Hello All,

I was hoping to provide a quick response to Andrew's comments today, however due to unexpected personal reasons I was unable to.  I will not be available until Monday next week, at which time I will provide a brief response to each of the points listed.

Best regards,
Manuel Pereira
===============================
IBM Almaden Research Center
1-408-927-1935  [T/L 457]
mpereira@us.ibm.com


owner-ogsa-wg@ggf.org wrote on 07/20/2005 11:55:00 AM:

> All,

> Here are some of my comments on the RNS document. I jammed my finger
> yesterday in basketball, so typing is painful. Therefore, I’m
> limiting my comments to the most significant. Thank you to the RNS
> team for all of their work.

>  
> Andrew
>  
> High level comments:
>  
> 1) The basic directory function is to provide a mapping handle
> f(“string”), i.e., to map strings to some form of handle.

>  
> Thus, in section 1.1.
> Why do we need four different types of junctions? Should we not have
> one type of junction: mainly to an EPR. Thus a directory would map a
> string to an EPR.

> EPR f(“string”);
> Instead there are four “types” of junctions:
>             EPR’s
>             Virtualized reference – either contains an EPR or a URL
> that points to some other service

>             Referrals – point to another RNS service. Q: could this
> not be modeled as an EPR?

>             Alias – points to another “entry” within the “same” RNS
> service. This seems to imply a container like model – more on this later.

>  
> I suggest that we need only ONE type of junction – an EPR. That will
> simplify client coding – and the model significantly.

>  
> 2) Implied model – Repositories
> There is a notion in the spec of “same service instance” that in
> conversations has also been called a “repository”. The basic idea is
> that an RNS service may “contain” a set of directories – and that
> the service has a root. Thus junction types distinguish, for
> example, between internal and external things that they point to.  
> Thus an RNS service is a rooted tree – that may point at the leaves
> to other rooted trees. So, first of all – it is implied. If we’re
> going to have that model it should be right up front and discussed.
> What is a repository? What are it’s special port types if any, etc.
> Second, I think that it is not the right way to think about the
> problem. Directories should be the resources – not collections of
> directories. If a particular implementation chooses to multiplex a
> large number of logically independent directories in a single
> container – great – we will certainly do that too. The issue is what
> is the model. I feel fairly strongly about this.

>  
> Links “into” other RNS servers:1.1.2.4 “Alias Junction” is
> restricted to pointing to entries in the same repository. I think
> they should be able to point to anything – including directories in
> “other” repositories. It has been claimed that using the EPR of the
> “repository” and a path you can get that effect. However, what if
> the path changes in the other container? My link would break – even
> if the directory itself still exists.

>  
> 3) Full path names
> In ANY directory system lookup really takes two parameters – a
> “root” at which to start, and a path. Often the “root” is implied,
> or is at some well-known location. RNS – as written, implies that
> all lookups are based on full paths with an implied, unspecified root.

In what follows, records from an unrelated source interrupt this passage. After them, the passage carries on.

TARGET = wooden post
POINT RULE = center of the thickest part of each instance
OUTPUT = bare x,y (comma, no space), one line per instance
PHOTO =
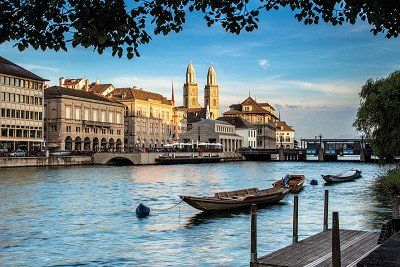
253,255
296,219
326,202
395,206
336,258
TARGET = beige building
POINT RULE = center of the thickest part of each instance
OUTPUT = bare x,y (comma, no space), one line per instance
284,135
21,104
81,120
75,83
262,116
148,117
213,131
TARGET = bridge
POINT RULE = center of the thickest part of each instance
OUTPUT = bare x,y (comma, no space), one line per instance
118,158
323,149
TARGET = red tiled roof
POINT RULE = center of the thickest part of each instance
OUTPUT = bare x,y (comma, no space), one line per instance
9,68
69,82
99,88
282,126
57,91
134,93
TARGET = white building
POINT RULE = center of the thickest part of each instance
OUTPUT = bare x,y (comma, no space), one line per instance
244,129
284,135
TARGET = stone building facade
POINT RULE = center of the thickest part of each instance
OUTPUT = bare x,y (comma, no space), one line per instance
262,116
284,135
78,120
148,117
213,131
21,105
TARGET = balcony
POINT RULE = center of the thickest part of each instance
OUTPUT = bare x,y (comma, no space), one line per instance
97,124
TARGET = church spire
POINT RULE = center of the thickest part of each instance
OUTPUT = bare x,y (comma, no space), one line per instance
211,76
190,74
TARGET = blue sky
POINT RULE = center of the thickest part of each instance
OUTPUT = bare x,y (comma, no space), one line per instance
313,74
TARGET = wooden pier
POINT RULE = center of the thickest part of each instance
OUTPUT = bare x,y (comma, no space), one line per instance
332,247
316,250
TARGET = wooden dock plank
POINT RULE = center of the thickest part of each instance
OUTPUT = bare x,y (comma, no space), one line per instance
316,250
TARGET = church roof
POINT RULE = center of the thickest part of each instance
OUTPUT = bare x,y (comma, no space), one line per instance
9,68
282,126
136,93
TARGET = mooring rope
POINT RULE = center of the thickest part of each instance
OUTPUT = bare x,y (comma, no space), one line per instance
169,207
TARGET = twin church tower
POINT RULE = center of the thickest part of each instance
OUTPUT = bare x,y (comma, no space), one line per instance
211,92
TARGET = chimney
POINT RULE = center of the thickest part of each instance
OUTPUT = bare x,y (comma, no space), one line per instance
86,84
61,81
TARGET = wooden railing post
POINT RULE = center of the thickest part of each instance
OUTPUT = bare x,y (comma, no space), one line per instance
336,257
395,206
253,255
296,219
326,202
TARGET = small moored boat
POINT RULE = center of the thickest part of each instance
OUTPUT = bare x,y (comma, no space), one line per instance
295,182
344,177
238,199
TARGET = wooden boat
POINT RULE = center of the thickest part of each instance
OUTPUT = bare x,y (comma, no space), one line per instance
236,200
344,177
295,182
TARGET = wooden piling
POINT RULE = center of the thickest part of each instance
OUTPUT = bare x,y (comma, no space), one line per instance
253,255
336,257
296,219
326,202
395,206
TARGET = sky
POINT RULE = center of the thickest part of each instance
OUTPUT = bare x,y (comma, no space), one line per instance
311,74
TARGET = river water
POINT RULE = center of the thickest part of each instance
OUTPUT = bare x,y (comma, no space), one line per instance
86,215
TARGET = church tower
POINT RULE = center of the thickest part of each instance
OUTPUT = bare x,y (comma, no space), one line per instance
190,90
211,94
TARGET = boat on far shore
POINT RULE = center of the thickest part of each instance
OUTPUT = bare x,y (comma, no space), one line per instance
295,182
237,200
343,177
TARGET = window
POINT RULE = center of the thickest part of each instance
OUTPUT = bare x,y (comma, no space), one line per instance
95,112
77,113
86,114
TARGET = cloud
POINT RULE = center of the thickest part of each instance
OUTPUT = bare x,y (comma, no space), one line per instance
39,68
263,63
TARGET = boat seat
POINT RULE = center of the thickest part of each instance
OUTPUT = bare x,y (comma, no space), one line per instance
237,193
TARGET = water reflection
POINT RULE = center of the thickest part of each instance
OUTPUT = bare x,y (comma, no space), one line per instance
85,215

> Assuming that full paths are to be used on all lookups, the
> potential for both hot spots AND single point of failure are clear.

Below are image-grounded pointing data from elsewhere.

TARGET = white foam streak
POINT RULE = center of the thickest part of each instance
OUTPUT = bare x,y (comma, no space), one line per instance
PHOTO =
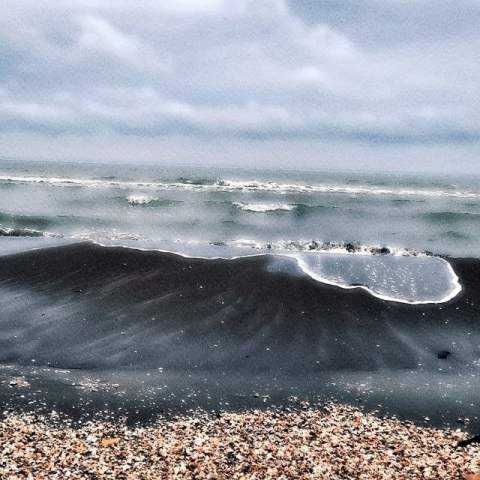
242,186
141,199
264,207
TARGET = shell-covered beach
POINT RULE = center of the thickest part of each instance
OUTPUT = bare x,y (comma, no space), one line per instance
335,442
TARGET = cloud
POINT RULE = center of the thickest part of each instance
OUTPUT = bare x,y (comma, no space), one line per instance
244,69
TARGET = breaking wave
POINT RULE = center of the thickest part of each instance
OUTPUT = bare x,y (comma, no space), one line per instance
148,200
240,186
264,207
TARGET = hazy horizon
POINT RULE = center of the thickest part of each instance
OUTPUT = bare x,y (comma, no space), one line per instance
382,86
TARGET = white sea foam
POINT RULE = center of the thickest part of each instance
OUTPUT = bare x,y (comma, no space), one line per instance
141,199
242,186
264,207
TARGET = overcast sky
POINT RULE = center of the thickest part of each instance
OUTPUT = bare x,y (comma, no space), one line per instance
381,84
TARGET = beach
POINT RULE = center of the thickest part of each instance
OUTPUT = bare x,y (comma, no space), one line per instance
126,352
332,442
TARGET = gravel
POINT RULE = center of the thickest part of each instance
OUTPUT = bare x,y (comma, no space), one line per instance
333,442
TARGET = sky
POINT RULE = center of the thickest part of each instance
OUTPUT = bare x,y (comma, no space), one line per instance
372,84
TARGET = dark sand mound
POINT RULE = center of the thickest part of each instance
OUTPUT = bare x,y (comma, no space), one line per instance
90,306
174,332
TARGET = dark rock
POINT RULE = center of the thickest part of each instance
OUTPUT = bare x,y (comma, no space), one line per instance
350,247
443,354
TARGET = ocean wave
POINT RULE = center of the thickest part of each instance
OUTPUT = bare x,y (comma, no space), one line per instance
28,221
20,232
242,186
264,207
148,200
326,247
451,217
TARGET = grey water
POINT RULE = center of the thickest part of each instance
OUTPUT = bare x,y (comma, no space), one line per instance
330,223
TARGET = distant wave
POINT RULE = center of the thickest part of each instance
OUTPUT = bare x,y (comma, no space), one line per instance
325,247
451,217
20,232
299,209
148,200
28,221
264,207
240,186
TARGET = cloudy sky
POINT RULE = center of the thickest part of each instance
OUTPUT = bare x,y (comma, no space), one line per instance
352,84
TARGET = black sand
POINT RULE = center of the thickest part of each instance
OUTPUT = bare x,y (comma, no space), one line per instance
148,332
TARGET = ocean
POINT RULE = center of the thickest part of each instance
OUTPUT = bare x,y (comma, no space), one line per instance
227,287
350,229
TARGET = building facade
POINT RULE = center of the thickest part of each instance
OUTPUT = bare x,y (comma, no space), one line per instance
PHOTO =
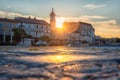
6,26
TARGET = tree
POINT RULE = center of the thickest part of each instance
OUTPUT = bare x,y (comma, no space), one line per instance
18,33
45,38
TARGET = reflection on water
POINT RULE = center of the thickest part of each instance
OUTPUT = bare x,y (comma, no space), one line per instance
62,54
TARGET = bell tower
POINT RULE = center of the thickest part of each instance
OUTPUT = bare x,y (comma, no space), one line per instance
52,19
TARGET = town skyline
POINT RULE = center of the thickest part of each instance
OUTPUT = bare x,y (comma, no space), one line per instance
98,13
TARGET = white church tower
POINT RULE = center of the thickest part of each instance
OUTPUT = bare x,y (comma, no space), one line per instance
52,19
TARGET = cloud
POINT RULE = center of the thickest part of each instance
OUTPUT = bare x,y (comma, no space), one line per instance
107,28
85,18
7,14
93,6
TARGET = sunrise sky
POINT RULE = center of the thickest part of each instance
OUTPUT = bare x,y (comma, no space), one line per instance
104,15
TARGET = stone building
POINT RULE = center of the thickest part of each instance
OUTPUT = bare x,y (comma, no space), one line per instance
6,26
34,27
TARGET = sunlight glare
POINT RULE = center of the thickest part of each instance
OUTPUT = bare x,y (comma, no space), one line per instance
59,22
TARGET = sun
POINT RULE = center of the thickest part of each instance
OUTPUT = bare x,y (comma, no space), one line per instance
59,22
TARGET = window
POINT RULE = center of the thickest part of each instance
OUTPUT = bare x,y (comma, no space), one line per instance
10,25
1,24
37,26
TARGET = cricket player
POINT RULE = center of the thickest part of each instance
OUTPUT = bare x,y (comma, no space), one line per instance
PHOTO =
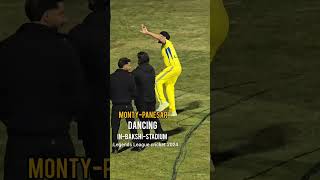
169,76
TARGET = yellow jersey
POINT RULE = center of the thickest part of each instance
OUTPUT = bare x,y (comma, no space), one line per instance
169,54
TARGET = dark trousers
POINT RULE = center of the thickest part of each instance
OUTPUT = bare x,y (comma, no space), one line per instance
21,147
115,120
95,132
149,107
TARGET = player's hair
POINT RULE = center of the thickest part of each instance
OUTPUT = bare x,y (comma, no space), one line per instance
36,8
165,34
123,61
143,57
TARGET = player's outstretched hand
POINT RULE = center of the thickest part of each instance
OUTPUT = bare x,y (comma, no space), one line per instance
144,29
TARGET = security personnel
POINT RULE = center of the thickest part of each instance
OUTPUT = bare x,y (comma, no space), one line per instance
91,38
42,86
145,99
122,89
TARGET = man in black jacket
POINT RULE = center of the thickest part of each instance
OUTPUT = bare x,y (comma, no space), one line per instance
91,38
122,93
145,100
41,89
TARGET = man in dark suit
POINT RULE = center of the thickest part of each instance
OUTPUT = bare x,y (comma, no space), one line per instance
145,99
41,88
122,91
91,38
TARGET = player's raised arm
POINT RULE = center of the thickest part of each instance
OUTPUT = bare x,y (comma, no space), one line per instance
159,37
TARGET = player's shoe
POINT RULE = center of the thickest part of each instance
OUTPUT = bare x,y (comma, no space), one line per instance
163,106
173,114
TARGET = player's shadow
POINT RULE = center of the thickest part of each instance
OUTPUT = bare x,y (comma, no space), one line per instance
190,106
313,172
175,131
267,139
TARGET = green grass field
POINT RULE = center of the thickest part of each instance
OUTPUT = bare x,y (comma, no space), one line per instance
267,74
188,24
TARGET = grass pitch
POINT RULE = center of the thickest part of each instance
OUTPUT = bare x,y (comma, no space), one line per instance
188,23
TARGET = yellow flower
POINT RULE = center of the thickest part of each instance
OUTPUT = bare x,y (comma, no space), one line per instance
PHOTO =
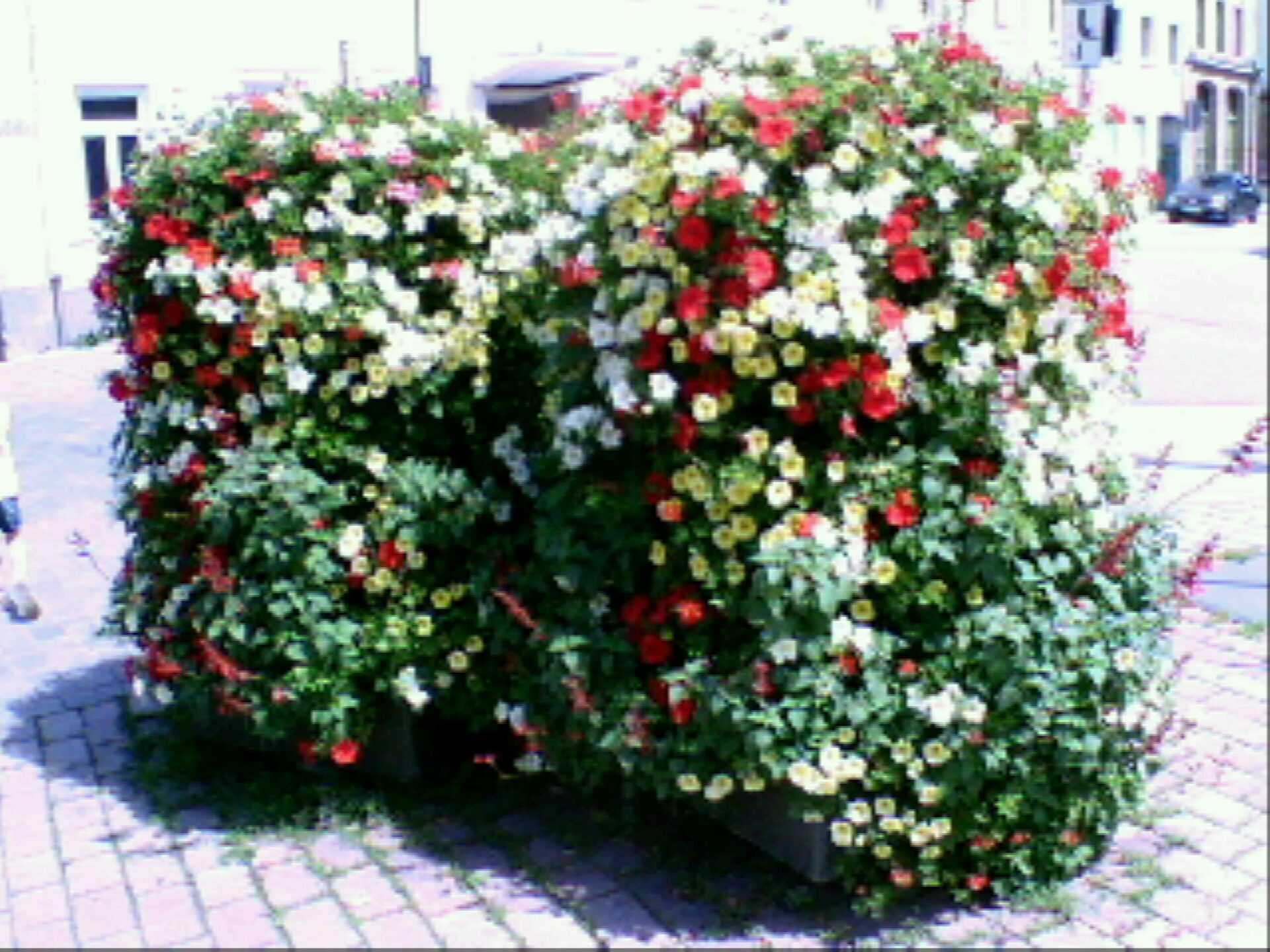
784,395
689,783
842,833
705,408
793,466
863,611
780,494
886,571
794,354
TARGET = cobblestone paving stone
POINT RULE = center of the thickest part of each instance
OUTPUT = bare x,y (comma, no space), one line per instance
91,858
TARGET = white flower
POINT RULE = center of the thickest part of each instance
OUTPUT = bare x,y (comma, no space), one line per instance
663,387
299,379
784,651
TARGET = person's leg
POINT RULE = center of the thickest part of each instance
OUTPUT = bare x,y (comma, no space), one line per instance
23,606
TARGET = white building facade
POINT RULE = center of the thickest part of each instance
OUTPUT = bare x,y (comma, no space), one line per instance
81,80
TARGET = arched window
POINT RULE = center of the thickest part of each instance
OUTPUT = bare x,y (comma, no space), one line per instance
1236,130
1206,157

> In conversation with Manual he mentioned that his clients cache
> intermediate parts of the tree in the sense that “/foo/bar/d1” as a
> prefix leads to a particular RNS service, and then use that info to
> not always traverse the tree. Besides the obvious implementation
> challenges of cache consistency when the tree is changing (a problem
> we certainly had/have in Legion) there is the modeling issue. If we
> expect clients to do that – then perhaps the
> architecture/specification should accommodate that and say that all
> lookups are relative path lookups with respect to some “root”. The
> root could be a true “root”, or interior node in a tree, which is
> itself a “root” of the subtree it defines.

>  
> 4) Resolve and file system profile. We discussed these on the last
> ogsa call, my understanding is that they are going out.

>  
> 5) Iterators. OGSA-Data-WG has discussed iterators in a more general
> way, e.g., on data base query results etc., I think that whatever is
> done in RNS should be consistent with whatever is done in OGSA-Data
> (note – consistency can happen either way).

>  
> Medium level comments:
>  
> S 1.1
> “In all cases, junctions are capable of maintaining a list of
> references (EPRs/URLs) per entry, that is a single junction my
> render several available EPRs, each of which represent replicas,
> copies of the same resource, or operationally identical services. “

>  
>  
> Why? Are you saying that replication issues and semantics should be
> dealt with in the directory structure? Or are you saying that
> directories are not “sets” in the sense of only one entry – but
> rather “multi-sets” in the sense that one string can map to multiple
> things. If the later – what are the implied semantics.

> I think it may be safer to keep them as sets.